Me quedaba la opción de acabar como Manolo, con un negocio pequeño en un mundo pequeño rodeado por la rutina y los clientes pequeños, con una criatura joven y pizpireta para llenarte de alegría, calentarte la cama y recordar con la mayor frecuencia posible el delicioso pecado de la carne, pero eso no era para mí. No lo habría sido nunca, pero ahora menos. Para mi mala fortuna, me había cruzado con una mujer de verdad, una de esas mujeres de una vez que te hacen entender la prodigiosa potencia de la naturaleza de la tierra. Y digo para mi mala fortuna porque ¿a qué podía aspirar yo? Esa mujer no era para un polvo ni para unos cuantos, no, ésa era una mujer de las que dan sentido a toda una vida, dure lo que dure el amor a su lado; a esa duración extrema es a lo que yo aspiraba y a la que muy posiblemente llegaba tarde, como a todas las cosas buenas que son buenas por lo que duran, es decir, por lo que tienen de inagotables, por lo que tarda en llenarse uno de ellas, pasiones tan poderosas que resultan prohibitivas para la gente ya maleada. Mariana de Marco daba la sensación a los cuarenta y pico años que debía de tener, de hallarse en sazón. Yo, en cambio, ya no disponía de esa parte de empuje aprendida en la juventud, tan prodigiosa cuando se junta con la primera madurez.
Y tampoco mi situación era envidiable. ¿Qué artes de seducción podía desplegar yo en mis condiciones actuales? No es que me estuviera haciendo el humilde; si fuera así, no intentaría el asalto a la fortaleza; es que uno debe de medir sus fuerzas, simplemente para no caer en la desesperación si las cosas se tuercen, que se torcerán. Pero no va con mi carácter retirarme por presumible inferioridad de condiciones en un asalto amoroso; lo que ocurre es que en este caso estamos hablando de lo que mi madre llamaba «posibles», o sea, situación financiera; lo que también ocurre es que sé que puedo acabar como se decía de aquel hombre que «si no cumplió grandes hazañas, murió por acometerlas». Siempre queda el espíritu.
Todo esto pensaba yo camino de ninguna parte porque en mi apresuramiento y meditación llegué andando hasta el borde mismo del agua en el puerto deportivo.

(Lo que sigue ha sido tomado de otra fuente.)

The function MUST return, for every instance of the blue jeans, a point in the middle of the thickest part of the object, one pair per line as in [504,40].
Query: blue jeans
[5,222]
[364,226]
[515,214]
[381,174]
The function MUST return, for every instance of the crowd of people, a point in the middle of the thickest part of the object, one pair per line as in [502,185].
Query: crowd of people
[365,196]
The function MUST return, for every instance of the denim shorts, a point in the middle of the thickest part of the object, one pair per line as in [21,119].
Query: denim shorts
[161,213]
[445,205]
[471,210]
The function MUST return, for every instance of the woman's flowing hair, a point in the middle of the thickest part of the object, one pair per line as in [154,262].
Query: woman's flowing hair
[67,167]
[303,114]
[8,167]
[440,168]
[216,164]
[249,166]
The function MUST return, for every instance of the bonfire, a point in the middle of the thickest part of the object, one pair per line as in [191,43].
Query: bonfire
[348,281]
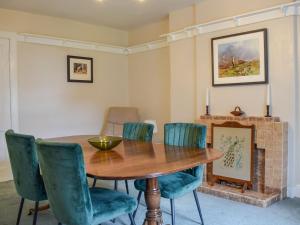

Un paso más y habría caído al mar. Recuerdo que miré a derecha e izquierda por ver si alguien estaba observando mi ridículo aspecto de orate y al hacerlo, acabé poniendo los ojos en el restaurante donde había cenado con Mariana de Marco la noche anterior. No es que estuviera muy bien de dinero, que lo estaba siempre que no buscara cubrirme las espaldas de cara al futuro inmediato. Ésta no era la primera vez que me quedaba temporalmente sin trabajo, pero sí era la primera que se me abría un horizonte árido e inquietante, por lo que debía andarme con cuidado y aguantar el derroche. Pero si yo estaba dispuesto a derrochar mi vida y mis esperanzas por aquella mujer ¿por qué no derrochar unos billetes en rememorar la primera cena con ella al borde del mar entregándome a un almuerzo sin restricciones de ninguna clase? Y, dicho y hecho, entré en el restaurante como un señor y salí de él hora y media después con la cartera vacía y una esplendorosa sensación de plenitud en el alma y en el cuerpo.